Beginning with the lines many voters experienced in Maricopa County during the Presidential Preference Election (PPE), Secretary Reagan is pushing for SB 1391 sponsored by Senator Martín Quezada. The bill would require County Recorders and local election officials to meet annually with the Secretary of State to develop standards related to wait times and the number, location and staffing levels of polling places. In addition, the bill seeks to ensure the proper amount and type of voting equipment used in polling places, and establish best practices for the prevention of intimidation or harassment of voters.
“We all saw the lines during the PPE and existing law does not provide enough guidance on polling place and vote center decisions made by election officials,” said Secretary Reagan. “We’ve discussed several ideas related to decreasing wait times, and Senator Quezada’s legislation seems like a good step in the right direction and I would urge its passage.”
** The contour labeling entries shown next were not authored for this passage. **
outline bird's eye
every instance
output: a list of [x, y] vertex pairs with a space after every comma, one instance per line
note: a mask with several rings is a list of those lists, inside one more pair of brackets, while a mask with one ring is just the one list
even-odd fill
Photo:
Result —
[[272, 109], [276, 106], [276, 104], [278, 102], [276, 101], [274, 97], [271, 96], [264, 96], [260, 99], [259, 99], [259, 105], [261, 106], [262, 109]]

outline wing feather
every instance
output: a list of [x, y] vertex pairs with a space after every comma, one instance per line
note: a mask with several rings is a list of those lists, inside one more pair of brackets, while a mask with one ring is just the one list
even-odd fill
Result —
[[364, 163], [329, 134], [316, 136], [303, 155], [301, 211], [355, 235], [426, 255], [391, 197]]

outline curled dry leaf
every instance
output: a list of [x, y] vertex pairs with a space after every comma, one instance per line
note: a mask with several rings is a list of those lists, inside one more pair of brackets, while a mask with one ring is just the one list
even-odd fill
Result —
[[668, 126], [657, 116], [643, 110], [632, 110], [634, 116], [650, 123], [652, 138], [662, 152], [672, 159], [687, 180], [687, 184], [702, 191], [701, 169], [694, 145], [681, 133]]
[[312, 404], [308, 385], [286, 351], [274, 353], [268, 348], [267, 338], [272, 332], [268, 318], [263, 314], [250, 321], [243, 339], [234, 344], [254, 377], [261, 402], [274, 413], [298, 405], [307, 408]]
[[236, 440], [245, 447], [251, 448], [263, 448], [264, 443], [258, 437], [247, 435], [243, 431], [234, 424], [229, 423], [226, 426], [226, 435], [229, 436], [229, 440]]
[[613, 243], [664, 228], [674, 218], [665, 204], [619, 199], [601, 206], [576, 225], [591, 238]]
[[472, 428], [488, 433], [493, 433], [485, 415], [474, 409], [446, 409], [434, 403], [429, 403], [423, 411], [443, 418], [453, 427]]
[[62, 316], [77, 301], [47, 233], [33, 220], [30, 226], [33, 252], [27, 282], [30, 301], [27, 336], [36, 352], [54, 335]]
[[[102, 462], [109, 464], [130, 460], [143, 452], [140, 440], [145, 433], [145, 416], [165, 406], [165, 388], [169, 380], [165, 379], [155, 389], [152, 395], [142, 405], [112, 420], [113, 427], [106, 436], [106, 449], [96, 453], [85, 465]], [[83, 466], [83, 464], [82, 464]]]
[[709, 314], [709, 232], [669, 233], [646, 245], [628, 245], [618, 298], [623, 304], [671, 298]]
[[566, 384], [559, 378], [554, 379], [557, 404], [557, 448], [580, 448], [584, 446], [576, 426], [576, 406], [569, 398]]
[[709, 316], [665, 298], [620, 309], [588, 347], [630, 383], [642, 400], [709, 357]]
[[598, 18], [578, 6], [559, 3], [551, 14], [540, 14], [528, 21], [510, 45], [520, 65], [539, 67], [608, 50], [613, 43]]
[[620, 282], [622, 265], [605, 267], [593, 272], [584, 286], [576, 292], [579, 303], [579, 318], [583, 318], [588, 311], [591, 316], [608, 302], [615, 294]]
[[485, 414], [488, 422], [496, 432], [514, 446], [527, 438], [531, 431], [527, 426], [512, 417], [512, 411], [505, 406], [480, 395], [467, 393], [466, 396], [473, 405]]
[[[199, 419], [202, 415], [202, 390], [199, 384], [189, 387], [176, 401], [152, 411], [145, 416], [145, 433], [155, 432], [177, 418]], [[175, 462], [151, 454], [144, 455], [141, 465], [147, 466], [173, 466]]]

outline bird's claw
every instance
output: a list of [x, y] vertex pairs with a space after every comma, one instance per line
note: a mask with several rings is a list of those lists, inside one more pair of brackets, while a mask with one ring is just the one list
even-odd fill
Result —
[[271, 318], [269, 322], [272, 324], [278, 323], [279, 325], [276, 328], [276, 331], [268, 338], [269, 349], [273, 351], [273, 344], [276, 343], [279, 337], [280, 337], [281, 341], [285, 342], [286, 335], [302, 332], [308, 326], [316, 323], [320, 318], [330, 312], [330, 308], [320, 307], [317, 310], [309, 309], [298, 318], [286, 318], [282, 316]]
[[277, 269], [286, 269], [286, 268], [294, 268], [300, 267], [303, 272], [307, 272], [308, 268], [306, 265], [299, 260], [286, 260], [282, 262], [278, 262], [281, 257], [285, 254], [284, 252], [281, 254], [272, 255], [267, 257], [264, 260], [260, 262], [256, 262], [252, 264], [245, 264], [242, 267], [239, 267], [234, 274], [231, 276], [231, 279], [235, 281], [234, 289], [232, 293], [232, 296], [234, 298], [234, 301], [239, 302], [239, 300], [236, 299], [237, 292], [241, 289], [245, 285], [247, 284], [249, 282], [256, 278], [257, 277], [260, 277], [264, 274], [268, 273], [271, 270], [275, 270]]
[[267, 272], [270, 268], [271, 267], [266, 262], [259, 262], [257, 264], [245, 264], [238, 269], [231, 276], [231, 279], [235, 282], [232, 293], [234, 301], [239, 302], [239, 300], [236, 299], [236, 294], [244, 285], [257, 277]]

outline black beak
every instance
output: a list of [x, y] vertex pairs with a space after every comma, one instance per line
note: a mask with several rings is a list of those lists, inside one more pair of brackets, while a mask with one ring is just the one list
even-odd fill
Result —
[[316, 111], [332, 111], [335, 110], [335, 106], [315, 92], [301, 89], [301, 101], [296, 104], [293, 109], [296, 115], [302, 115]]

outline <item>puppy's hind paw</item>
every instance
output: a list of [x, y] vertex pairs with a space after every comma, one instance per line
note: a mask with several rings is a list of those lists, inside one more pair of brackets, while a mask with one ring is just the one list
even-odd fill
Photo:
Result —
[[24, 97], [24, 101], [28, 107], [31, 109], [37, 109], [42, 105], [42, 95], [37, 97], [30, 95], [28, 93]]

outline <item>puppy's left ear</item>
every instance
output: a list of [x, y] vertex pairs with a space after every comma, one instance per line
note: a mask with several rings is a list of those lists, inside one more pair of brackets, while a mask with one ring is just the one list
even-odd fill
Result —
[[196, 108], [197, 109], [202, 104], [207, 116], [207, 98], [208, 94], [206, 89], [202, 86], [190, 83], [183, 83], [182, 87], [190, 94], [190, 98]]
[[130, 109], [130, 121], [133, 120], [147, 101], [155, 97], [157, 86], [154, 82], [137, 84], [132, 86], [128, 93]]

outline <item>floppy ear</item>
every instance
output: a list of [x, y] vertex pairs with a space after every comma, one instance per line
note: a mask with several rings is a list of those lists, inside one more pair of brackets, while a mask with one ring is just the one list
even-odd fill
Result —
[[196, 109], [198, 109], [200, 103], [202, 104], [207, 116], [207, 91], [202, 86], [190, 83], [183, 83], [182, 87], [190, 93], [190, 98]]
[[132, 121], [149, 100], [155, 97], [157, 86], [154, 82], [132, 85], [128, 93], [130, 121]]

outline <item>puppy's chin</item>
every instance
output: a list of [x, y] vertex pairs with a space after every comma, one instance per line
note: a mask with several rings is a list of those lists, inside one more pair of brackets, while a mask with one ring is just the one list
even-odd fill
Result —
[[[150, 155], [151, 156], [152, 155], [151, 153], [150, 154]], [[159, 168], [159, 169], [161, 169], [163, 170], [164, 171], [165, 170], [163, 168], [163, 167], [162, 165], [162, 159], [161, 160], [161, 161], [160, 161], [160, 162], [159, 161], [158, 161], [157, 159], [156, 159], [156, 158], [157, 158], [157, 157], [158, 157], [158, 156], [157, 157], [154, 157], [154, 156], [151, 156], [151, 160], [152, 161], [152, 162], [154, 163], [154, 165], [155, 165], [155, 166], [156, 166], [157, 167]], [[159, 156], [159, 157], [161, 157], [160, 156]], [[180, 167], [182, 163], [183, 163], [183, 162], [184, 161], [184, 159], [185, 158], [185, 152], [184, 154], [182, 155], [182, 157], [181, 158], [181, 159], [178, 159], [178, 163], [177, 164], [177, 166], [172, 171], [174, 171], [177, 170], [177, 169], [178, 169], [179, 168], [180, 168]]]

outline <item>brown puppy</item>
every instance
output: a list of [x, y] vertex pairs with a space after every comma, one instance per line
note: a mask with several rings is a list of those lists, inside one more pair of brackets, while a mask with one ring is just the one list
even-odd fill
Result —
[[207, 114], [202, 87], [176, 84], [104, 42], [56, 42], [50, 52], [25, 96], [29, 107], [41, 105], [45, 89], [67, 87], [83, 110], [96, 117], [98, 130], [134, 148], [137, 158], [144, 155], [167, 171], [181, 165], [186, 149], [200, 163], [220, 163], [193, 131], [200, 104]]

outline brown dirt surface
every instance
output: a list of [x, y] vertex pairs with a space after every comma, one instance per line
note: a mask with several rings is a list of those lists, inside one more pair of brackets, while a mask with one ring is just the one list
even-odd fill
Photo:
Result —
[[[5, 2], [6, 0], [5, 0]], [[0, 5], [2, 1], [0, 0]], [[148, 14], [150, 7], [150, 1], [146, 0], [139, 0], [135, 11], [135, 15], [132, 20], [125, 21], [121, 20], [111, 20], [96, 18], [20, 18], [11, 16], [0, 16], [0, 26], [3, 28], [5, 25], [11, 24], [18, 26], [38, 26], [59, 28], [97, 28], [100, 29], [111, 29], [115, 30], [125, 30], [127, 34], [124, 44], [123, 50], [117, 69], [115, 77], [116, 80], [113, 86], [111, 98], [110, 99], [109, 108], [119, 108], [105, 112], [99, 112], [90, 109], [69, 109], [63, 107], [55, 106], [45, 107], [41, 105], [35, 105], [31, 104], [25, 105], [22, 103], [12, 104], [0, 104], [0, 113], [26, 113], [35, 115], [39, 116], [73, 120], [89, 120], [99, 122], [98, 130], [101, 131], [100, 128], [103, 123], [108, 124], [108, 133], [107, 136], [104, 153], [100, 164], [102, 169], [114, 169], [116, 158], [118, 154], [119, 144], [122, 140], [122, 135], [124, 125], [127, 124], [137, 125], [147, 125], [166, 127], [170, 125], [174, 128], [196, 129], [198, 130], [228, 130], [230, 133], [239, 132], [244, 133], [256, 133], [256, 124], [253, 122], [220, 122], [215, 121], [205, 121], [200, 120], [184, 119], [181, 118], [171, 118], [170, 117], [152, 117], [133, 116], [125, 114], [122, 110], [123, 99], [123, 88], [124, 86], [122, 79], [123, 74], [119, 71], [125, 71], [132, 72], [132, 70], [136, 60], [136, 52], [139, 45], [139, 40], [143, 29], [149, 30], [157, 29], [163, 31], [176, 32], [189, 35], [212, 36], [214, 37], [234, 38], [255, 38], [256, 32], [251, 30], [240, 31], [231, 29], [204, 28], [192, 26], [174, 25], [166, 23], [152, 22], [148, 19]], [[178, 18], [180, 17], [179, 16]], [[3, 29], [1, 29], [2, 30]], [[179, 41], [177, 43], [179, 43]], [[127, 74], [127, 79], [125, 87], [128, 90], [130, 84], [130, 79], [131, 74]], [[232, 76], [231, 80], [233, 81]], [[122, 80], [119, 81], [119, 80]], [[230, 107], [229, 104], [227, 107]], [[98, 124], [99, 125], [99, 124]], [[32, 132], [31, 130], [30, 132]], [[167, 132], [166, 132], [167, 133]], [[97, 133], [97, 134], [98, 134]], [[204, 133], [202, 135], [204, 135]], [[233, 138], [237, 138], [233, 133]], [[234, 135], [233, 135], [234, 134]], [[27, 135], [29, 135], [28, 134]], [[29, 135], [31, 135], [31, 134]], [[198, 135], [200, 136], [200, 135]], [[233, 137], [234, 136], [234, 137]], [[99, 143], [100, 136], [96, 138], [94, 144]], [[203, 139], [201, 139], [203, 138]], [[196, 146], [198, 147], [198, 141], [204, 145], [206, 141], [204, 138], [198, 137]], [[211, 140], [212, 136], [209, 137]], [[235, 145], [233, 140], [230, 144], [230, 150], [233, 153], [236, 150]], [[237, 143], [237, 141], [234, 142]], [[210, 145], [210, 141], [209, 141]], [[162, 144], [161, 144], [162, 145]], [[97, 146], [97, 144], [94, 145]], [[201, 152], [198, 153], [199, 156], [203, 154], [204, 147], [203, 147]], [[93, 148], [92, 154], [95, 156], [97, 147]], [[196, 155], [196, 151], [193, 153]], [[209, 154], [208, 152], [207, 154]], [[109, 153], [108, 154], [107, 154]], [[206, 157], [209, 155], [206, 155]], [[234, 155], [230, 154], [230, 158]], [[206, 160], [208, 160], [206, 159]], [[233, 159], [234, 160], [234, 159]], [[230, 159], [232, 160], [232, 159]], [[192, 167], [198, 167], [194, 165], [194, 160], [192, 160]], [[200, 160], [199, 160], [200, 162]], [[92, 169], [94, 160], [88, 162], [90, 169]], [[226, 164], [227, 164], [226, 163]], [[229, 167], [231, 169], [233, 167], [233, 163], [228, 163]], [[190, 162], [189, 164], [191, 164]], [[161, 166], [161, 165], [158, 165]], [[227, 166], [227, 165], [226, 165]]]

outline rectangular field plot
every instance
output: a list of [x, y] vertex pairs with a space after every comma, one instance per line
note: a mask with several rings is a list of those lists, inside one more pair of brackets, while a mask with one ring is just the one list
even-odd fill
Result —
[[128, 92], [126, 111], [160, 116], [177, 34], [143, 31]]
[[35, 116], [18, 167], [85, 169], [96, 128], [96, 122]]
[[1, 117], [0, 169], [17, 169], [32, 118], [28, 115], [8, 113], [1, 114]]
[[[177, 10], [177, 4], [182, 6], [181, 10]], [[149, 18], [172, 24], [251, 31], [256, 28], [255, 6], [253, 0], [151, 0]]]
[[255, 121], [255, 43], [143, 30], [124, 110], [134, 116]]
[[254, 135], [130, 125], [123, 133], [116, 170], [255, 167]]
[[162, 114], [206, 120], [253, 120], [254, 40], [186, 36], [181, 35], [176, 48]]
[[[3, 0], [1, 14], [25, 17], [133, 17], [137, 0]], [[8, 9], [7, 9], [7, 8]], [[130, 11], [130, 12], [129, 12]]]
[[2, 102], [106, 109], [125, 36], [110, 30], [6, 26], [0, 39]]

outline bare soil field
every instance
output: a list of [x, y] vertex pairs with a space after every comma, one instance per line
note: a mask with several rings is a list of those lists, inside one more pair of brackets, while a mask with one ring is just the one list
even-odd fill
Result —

Last October the voter registration deadline for the general election fell on Columbus Day, creating a potential patchwork of deadlines across the state because various counties are open or closed on that day. S.B. 1307 by Senator Kavanagh seeks to solve the problem by moving the registration deadline to the following business day. The bill also moves the deadline that Presidential electors must be filed to later in the year.
“We discovered a couple of instances where statutory constraints caused needless headaches during a busy year,” Ms. Reagan said. “This simple cleanup bill will make it better for voters, candidates and political stakeholders moving forward.”
Arizona law encourages sham candidacies by only requiring someone to be registered with a particular political party at the time they file their petitions. Senator John Kavanagh’s bill SB 1200 closes the loophole and would require candidates to be continuously-registered member of any political party
“We shouldn’t allow candidates the opportunity to game the system,” Reagan continued. “It’s silly that any candidate could change parties halfway through and confuse voters as to their true intentions.”
SB 1200 also includes a provision that bars candidates from running for more than one federal office at the same time, excluding presidential candidates.
“Last year we saw a candidate file for both the U.S. Senate and U.S. House of Representatives, said Reagan. “Arizona law prevents that from happening for state and local races. We feel that federal candidates should be subject to the same rules. While it might be cost-effective to have the same elected official serve in both the U.S. House and Senate simultaneously, I suspect it might be unconstitutional.”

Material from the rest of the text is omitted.